Beauty journalist Clare Austin on protecting the skin barrier

Feeling a little sensitive? Experiencing the perimenopause and menopause can be a challenging time and not just for our emotions. We may notice our skin becoming more sensitive as we get older; something we can help to manage by protecting our skin’s barrier.

You’d be forgiven for thinking that dealing with unpredictable skin was just for teenagers. However, as we go through the fluctuating hormone levels of the menopause journey, our complexions may start to behave in a whole new way and suddenly all bets are off when it comes to following regimes that we’ve tried and tested for years.

We may notice increased dryness, sensitivity, irritation, itchiness and even breakouts (one of the great skincare myths is that, as we get older, lines and wrinkles replace spots, yet both can be an issue in the throes of the perimenopause).

The temptation can be to turn to skincare and treatments with strong active ingredients in a bid to bring our skin back into line and to recapture youthful bounce and glow. However, they can have the opposite effect, upsetting our skin further by stripping the skin’s delicate barrier.

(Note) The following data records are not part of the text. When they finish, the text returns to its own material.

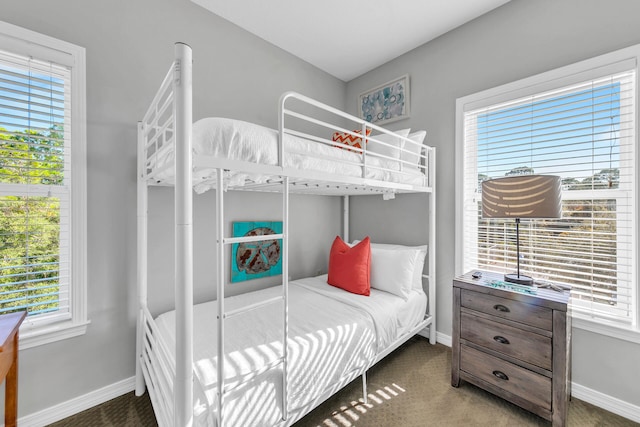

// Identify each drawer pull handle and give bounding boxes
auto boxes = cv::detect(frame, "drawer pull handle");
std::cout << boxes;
[493,371,509,381]
[493,304,511,313]
[493,335,509,344]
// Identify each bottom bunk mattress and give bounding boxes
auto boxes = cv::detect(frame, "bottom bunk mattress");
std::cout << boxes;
[156,275,427,426]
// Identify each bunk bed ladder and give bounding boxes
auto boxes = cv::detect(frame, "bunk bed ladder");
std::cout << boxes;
[216,169,289,427]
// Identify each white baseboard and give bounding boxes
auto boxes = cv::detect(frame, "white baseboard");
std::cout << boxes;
[18,377,136,427]
[13,354,640,427]
[571,382,640,423]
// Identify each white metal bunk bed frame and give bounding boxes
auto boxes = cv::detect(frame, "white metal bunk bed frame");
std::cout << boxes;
[136,43,436,426]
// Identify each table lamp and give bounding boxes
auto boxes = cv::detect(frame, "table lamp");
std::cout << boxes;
[482,175,562,285]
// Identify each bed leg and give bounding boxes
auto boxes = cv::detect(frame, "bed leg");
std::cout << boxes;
[362,372,369,405]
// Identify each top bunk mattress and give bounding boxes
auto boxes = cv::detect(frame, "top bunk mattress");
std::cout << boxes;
[156,275,427,426]
[146,117,426,193]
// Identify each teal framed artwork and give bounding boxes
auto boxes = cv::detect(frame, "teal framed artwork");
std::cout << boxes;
[358,74,409,125]
[231,221,282,283]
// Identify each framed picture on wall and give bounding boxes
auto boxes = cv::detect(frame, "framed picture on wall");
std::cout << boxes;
[231,221,282,283]
[358,74,409,125]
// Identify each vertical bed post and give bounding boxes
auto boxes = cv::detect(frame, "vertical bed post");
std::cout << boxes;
[173,43,193,426]
[427,147,437,345]
[342,196,349,243]
[282,176,289,421]
[136,122,148,396]
[216,169,225,427]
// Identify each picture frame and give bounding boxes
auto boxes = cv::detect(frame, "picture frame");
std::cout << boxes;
[231,221,282,283]
[358,74,410,125]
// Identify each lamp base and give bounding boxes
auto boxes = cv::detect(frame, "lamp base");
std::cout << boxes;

Our skin’s barrier is a great ally. A quiet superhero that gets on with the job of defending and protecting our complexion. It seals moisture in and fends off aggressors such as pollution and bacteria. Choosing skincare that nourishes the skin’s barrier can go a long way to keeping skin healthy and happy.

What is the skin’s barrier?

Our barrier sits in the stratum corneum, the outer layer of the skin’s structure. It is made up of the microbiome, the acid mantle and the lipid barrier. Together these three layers, which we collectively call the skin’s barrier, play a vital role in keeping skin healthy by trapping moisture in, keeping environmental aggressors and bacteria out and regulating the skin’s temperature.

Dr Sophie Shotter, Aesthetic Doctor and Hormone Specialist explains, “One of the crucial jobs of the skin is to act as a barrier for what’s inside your body and what’s outside of it. What we refer to as the barrier is how the skin protects us.”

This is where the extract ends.